Sürücü "haydi, atlayın" deyince,sekiz, on kişi kamyonun kasasına tırmandık. İlkokul yıllarımdan deneyimli olduğum için zorluk çekmedim.Şoför mahallinin arkasındaki demirlere tutundum. Bir sure düz ovada gittikten sonra, yollar daralmaya virajlar tehlikeli olmaya başladı. Üstelik karanlık da iyice bastırmıştı.Birden önümüzde kımıldayan karalı ,beyazlı birşeyler gördüm. Ardından yalvaran bir ses:"kurban olayım bunlar telef olacak, bizi al..." Kısa süren bir konuşmanın ardından, koyun sürüsü yolcuların yanına taşınmaya başlandı. Kucağına alan yukarıya kaldırıp, yanıbaşımıza bırakıyorlardı. Hayvanların bitkin oldukları her hallerinden belliydi.

Bir an için yaşanan olayın yöresel ve sosyolojik boyutlarını unutup, hem de kendimi insan yerine koyarak"ne yani hayvanlarla mı gideceğiz" deme çesaretini gösterdim. Benim bu çıkışıma aşağılardan bir ses"kim bu adam, ne diyor" şeklinde tepkide bulundu. Hepimiz sus, pus olduk. Nedense olay büyümeden yola devam etmeye başladık. Sıkıntılı yolculuklar yapmıştım ama,koyunlarla kucak kucağa olanını ilk kez yaşıyordum. Her şey bir yana, burnumun henüz alışmadığı fakat ileride aşina olacağim koyun kokusu ilk aşamada epey ağır gelmişti.

Karlıova küçük bir ilçeydi. O akşam hacı'nın pireli otelinde hiç uyumadan sabahladım. Ertesi gün tüm işlemleri tamamlayarak ve de okul müdürü olarak, Kızılçubuk köyünün yoluna koyuldum. Altı saat sürecek bir yolculuğa ilk kez çıkıyordum. İçimdeki meslek tutkusu her zorluk karşısında biraz daha dayanıklı olmama yardim ediyordu.

İlk durağım, Viranşehir oldu. Orada tatlı bir sürprizle karşılaştım. Okul müdürü Hüsamettin tanıdık biriydi. Biraz dinlenip, ilk taktikleri aldıktan sonra yola koyuldum. Yolum, Piri Suyu vadisinde inişli çıkışlı ve cılız söğüt ağaçları arasından uzayıp gidiyordu.
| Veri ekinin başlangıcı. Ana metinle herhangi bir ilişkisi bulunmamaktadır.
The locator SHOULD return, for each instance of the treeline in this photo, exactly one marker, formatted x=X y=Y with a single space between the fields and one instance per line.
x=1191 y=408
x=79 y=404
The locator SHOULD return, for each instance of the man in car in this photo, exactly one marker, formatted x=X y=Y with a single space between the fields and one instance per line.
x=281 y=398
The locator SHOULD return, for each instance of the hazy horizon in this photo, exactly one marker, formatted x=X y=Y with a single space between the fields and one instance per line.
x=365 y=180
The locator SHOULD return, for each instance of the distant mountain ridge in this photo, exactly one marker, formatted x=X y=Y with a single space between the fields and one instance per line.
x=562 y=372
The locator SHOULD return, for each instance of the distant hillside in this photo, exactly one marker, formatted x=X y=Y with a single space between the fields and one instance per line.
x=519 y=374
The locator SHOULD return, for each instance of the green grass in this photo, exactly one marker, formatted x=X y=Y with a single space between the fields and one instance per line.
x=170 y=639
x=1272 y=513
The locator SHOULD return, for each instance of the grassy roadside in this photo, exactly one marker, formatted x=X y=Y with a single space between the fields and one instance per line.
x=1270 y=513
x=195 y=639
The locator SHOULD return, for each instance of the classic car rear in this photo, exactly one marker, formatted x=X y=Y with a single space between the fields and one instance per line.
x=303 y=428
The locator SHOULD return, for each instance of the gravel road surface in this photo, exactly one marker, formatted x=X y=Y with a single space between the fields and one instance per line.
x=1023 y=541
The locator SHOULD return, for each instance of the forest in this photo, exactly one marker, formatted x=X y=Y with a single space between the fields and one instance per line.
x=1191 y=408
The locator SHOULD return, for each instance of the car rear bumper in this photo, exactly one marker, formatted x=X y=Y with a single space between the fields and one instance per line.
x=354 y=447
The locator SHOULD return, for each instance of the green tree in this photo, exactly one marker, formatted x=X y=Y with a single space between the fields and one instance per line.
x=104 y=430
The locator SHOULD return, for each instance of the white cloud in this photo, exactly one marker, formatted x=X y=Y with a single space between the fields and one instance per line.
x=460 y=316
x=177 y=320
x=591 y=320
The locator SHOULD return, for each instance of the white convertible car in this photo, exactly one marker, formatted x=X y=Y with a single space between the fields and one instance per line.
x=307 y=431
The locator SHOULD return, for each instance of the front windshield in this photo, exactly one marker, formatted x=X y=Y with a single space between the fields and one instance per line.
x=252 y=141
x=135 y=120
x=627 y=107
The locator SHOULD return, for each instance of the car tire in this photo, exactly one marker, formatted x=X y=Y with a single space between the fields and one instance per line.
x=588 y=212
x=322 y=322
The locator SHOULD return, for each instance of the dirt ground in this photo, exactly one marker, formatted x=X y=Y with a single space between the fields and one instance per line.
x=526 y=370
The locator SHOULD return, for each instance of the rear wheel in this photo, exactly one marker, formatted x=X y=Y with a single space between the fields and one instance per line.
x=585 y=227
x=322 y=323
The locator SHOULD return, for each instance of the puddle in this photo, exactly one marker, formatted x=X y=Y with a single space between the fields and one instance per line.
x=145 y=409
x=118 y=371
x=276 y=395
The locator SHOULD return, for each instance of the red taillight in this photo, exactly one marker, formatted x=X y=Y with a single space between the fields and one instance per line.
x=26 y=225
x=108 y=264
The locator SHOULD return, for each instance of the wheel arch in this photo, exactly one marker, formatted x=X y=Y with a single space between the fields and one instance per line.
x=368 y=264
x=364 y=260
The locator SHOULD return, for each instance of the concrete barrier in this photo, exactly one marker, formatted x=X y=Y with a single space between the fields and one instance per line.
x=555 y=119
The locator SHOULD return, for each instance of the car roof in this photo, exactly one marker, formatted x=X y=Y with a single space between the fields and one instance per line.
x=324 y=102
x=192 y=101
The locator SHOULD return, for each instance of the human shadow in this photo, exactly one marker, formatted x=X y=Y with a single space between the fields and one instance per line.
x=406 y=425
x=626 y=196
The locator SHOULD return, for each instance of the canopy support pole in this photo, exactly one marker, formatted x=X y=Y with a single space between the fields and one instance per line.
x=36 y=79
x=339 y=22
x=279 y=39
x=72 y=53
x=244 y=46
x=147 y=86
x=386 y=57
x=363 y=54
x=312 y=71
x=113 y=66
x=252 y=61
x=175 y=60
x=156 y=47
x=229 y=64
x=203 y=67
Yaklaştıkça heyecan basıyor, köylüler tarafından nasıl karsılanacağımı merak ediyordum.

Biraz önce söğüt ağaçlar arasından gördüğüm,yıkık dökük damların bulunduğu yere varmıştım. Etrafta kimsecikler yoktu. Boşuna umutlanmışım. Hemen okulu sordum. Henüz temel aşamasındaki bir çukuru gösterdiler. Bir süre dere kenarlarında ders yapacak daha sonra da bir ahırı okul olarak kullanacaktım...

Okul ilk kez açıldığı için devam konusu problem oluyordu. Veli,"hoca ben bu çocuğu senin için mi yaptım. Çocuk bana lazım, hayvanların peşinden gidecek" diyebiliyordu. Her sabah yarım saat kovalamaca yaşadığım halde 62 mevcudu bir arada göremedim.
 
İğne yapmayı bildiğim için, bir çanta penisilinle gelmiş, karlı ve yolsuz kış aylarında bir çok hastanın duasını almıştım.

İkinci yılımın başlarıydı. Komşu köyden iki afacan çocuk, yanıma yaklaştı. İçlerinden biri,"bunu size öğretmenim gönderdi"diyerek, elini pantolon cebine sokup çıkarması aynı anda oldu. Bir kağıt parçası görünürken, bir miktar buğday tanesi de yerlere serpildı.

O kağıt, kaderimin dönüm noktası, resim öğretmenliğimin ilk işaretiydi. O da 26 yıl sonra bitti... Şimdi resim sanatını sürdüren bir emekliyim.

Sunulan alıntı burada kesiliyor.